Invent a crisis and then offer a solution to it. American business in action. |
From an educational perspective digital technology offers a powerful tool for learning, but it doesn’t work if the teachers, administrators and government driving it are ignorant of how it works. If the teachers and parents can’t manage the tech, then we can hardly expect students to. I’d hope that ECOO and other curriculum support organizations would understand that and advocate for understanding and the development of broader technical fluency rather than encouraging willful ignorance.
Hiding digital tools and telling people to ignore the way the world works is a poor way to run an educational system, unless your goal is to produce ignorant consumers. Instead of running away from the digital revolution that is driving innovation and increasingly managing the infrastructure around us, we should be teaching self regulation of personal technology and comprehension of how it all works in order to generate a genuine understanding the world we’re creating. Teaching effective digital fluency means we’re less likely to be taken by the consumerist wolves and are able to effectively use digital tools rather than being used by them.
I’m all for being challenged in my thinking and often go out of my way to try on difficult ideas just to see how they fit. I’ve weathered Nick Carr’s The Shallows and watched society wobbling under the weight of the robber barons of the attention economy. Now I’ve attended an educational technology conference that began and ended with an ignorant and frankly dangerous dismissal of digital technology as a toy for idiots that should just be taken away. Meanwhile digital infrastructure made that very event happen. It fed the people who attended it and provided them with the resources they needed to travel to it, yet it isn’t worthy of teaching in our schools? And teaching it is precisely the problem. We pick up edtech and apply it without teaching it to staff or students, and now we’re shocked that it isn’t working well? Sometimes I wonder how educationally aware our education system is.
I’ve been banging my head against this call for technology fluency for so long that I can’t help but feel like this dismissal of technology both by participants and the conference itself in that closing keynote is a betrayal of what I thought were shared values.
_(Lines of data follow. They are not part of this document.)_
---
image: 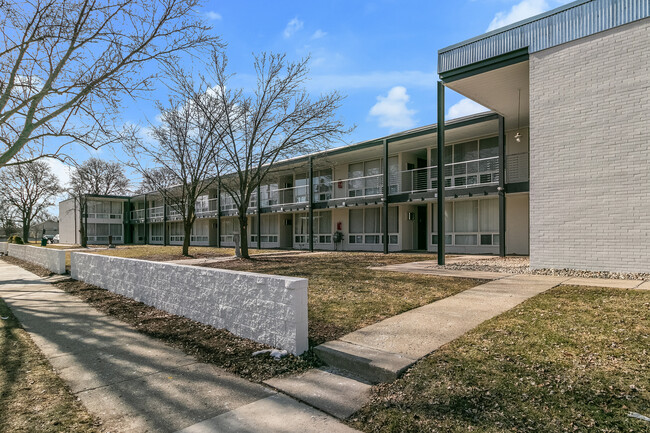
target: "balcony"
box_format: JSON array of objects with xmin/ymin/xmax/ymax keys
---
[
  {"xmin": 147, "ymin": 206, "xmax": 164, "ymax": 220},
  {"xmin": 195, "ymin": 198, "xmax": 219, "ymax": 218},
  {"xmin": 129, "ymin": 209, "xmax": 145, "ymax": 221}
]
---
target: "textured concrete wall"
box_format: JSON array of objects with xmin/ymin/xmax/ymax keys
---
[
  {"xmin": 529, "ymin": 18, "xmax": 650, "ymax": 273},
  {"xmin": 7, "ymin": 244, "xmax": 66, "ymax": 274},
  {"xmin": 70, "ymin": 253, "xmax": 308, "ymax": 354},
  {"xmin": 0, "ymin": 242, "xmax": 7, "ymax": 255}
]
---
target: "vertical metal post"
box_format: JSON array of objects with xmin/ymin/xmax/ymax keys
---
[
  {"xmin": 437, "ymin": 81, "xmax": 446, "ymax": 265},
  {"xmin": 383, "ymin": 139, "xmax": 389, "ymax": 254},
  {"xmin": 308, "ymin": 156, "xmax": 314, "ymax": 252},
  {"xmin": 216, "ymin": 185, "xmax": 221, "ymax": 248},
  {"xmin": 498, "ymin": 115, "xmax": 506, "ymax": 257},
  {"xmin": 144, "ymin": 194, "xmax": 148, "ymax": 245},
  {"xmin": 256, "ymin": 185, "xmax": 261, "ymax": 250},
  {"xmin": 163, "ymin": 195, "xmax": 168, "ymax": 246}
]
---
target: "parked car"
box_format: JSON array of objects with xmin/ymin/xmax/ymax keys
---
[{"xmin": 52, "ymin": 234, "xmax": 60, "ymax": 244}]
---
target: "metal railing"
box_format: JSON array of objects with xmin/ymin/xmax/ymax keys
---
[
  {"xmin": 147, "ymin": 206, "xmax": 164, "ymax": 219},
  {"xmin": 87, "ymin": 213, "xmax": 123, "ymax": 220},
  {"xmin": 130, "ymin": 209, "xmax": 145, "ymax": 220},
  {"xmin": 330, "ymin": 173, "xmax": 384, "ymax": 200}
]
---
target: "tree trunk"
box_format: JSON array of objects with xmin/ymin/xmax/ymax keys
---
[
  {"xmin": 182, "ymin": 221, "xmax": 192, "ymax": 256},
  {"xmin": 22, "ymin": 219, "xmax": 30, "ymax": 243},
  {"xmin": 238, "ymin": 215, "xmax": 249, "ymax": 259}
]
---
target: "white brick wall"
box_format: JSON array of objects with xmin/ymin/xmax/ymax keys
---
[
  {"xmin": 7, "ymin": 244, "xmax": 67, "ymax": 274},
  {"xmin": 70, "ymin": 253, "xmax": 308, "ymax": 355},
  {"xmin": 529, "ymin": 18, "xmax": 650, "ymax": 273},
  {"xmin": 0, "ymin": 242, "xmax": 7, "ymax": 255}
]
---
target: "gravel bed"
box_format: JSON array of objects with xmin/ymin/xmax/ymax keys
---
[{"xmin": 432, "ymin": 256, "xmax": 650, "ymax": 280}]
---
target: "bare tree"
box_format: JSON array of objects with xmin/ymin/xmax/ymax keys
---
[
  {"xmin": 68, "ymin": 158, "xmax": 129, "ymax": 247},
  {"xmin": 0, "ymin": 198, "xmax": 20, "ymax": 238},
  {"xmin": 0, "ymin": 0, "xmax": 220, "ymax": 167},
  {"xmin": 0, "ymin": 161, "xmax": 62, "ymax": 242},
  {"xmin": 124, "ymin": 85, "xmax": 225, "ymax": 256},
  {"xmin": 199, "ymin": 52, "xmax": 349, "ymax": 258},
  {"xmin": 136, "ymin": 167, "xmax": 178, "ymax": 194}
]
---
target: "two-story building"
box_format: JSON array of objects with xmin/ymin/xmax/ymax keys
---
[{"xmin": 59, "ymin": 0, "xmax": 649, "ymax": 273}]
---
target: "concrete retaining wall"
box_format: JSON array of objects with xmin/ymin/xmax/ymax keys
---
[
  {"xmin": 0, "ymin": 242, "xmax": 7, "ymax": 255},
  {"xmin": 70, "ymin": 253, "xmax": 308, "ymax": 355},
  {"xmin": 7, "ymin": 244, "xmax": 66, "ymax": 274}
]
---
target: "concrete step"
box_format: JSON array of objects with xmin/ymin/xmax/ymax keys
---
[
  {"xmin": 264, "ymin": 367, "xmax": 372, "ymax": 420},
  {"xmin": 313, "ymin": 340, "xmax": 416, "ymax": 384}
]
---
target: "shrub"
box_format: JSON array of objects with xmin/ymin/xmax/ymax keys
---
[{"xmin": 11, "ymin": 236, "xmax": 24, "ymax": 244}]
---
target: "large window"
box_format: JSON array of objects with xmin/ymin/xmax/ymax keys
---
[
  {"xmin": 86, "ymin": 223, "xmax": 122, "ymax": 242},
  {"xmin": 294, "ymin": 210, "xmax": 332, "ymax": 244},
  {"xmin": 87, "ymin": 201, "xmax": 122, "ymax": 219},
  {"xmin": 295, "ymin": 169, "xmax": 332, "ymax": 203},
  {"xmin": 220, "ymin": 217, "xmax": 236, "ymax": 243},
  {"xmin": 150, "ymin": 223, "xmax": 163, "ymax": 242},
  {"xmin": 190, "ymin": 220, "xmax": 209, "ymax": 242},
  {"xmin": 349, "ymin": 207, "xmax": 398, "ymax": 244},
  {"xmin": 251, "ymin": 214, "xmax": 279, "ymax": 243},
  {"xmin": 431, "ymin": 137, "xmax": 499, "ymax": 188},
  {"xmin": 432, "ymin": 198, "xmax": 499, "ymax": 246},
  {"xmin": 170, "ymin": 222, "xmax": 184, "ymax": 242}
]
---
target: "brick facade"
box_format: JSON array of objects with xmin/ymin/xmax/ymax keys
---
[{"xmin": 529, "ymin": 18, "xmax": 650, "ymax": 272}]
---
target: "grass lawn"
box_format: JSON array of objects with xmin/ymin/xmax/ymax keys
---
[
  {"xmin": 0, "ymin": 299, "xmax": 99, "ymax": 433},
  {"xmin": 204, "ymin": 253, "xmax": 485, "ymax": 345},
  {"xmin": 350, "ymin": 285, "xmax": 650, "ymax": 432}
]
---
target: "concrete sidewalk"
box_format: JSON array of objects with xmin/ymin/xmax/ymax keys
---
[
  {"xmin": 270, "ymin": 273, "xmax": 571, "ymax": 419},
  {"xmin": 0, "ymin": 261, "xmax": 358, "ymax": 433}
]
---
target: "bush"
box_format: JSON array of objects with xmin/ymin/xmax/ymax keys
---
[{"xmin": 9, "ymin": 235, "xmax": 24, "ymax": 244}]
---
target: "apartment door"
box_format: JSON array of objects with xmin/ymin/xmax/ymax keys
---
[{"xmin": 416, "ymin": 205, "xmax": 427, "ymax": 250}]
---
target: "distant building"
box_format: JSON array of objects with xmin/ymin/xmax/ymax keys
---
[{"xmin": 30, "ymin": 220, "xmax": 59, "ymax": 240}]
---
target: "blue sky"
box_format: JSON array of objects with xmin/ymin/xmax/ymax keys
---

I first attended ECOO in 2010. I joined Twitter, began meeting other technology interested teachers, started blogging and became part of a vibrant online PLN as a result of attending. Over the years ECOO has given me ideas and offered me a platform to present my own. What I’d always hoped was an evolution towards greater understanding of the digital revolution we are all living through has faltered now. We don’t want to learn how the world we’ve built works. Pro-edtech educators want to keep the curtain firmly in place and leave the understanding and management of technology to others while the increasingly noisy anti-tech crowd are advocating receding from it entirely. Our only contact with digital technology is through the lens of vapid consumerism and the only response we can have to that other than participating is to run and hide.
I’m frustrated, tired and losing hope in our ability to manage an understanding of the digital revolution that surrounds us. Education seems particularly incapable of seeing their way out of this digital hole we’ve dug for ourselves. The answer has always been to teach technological fluency, but ironically, I’m finding it harder and harder to find anyone who wants to.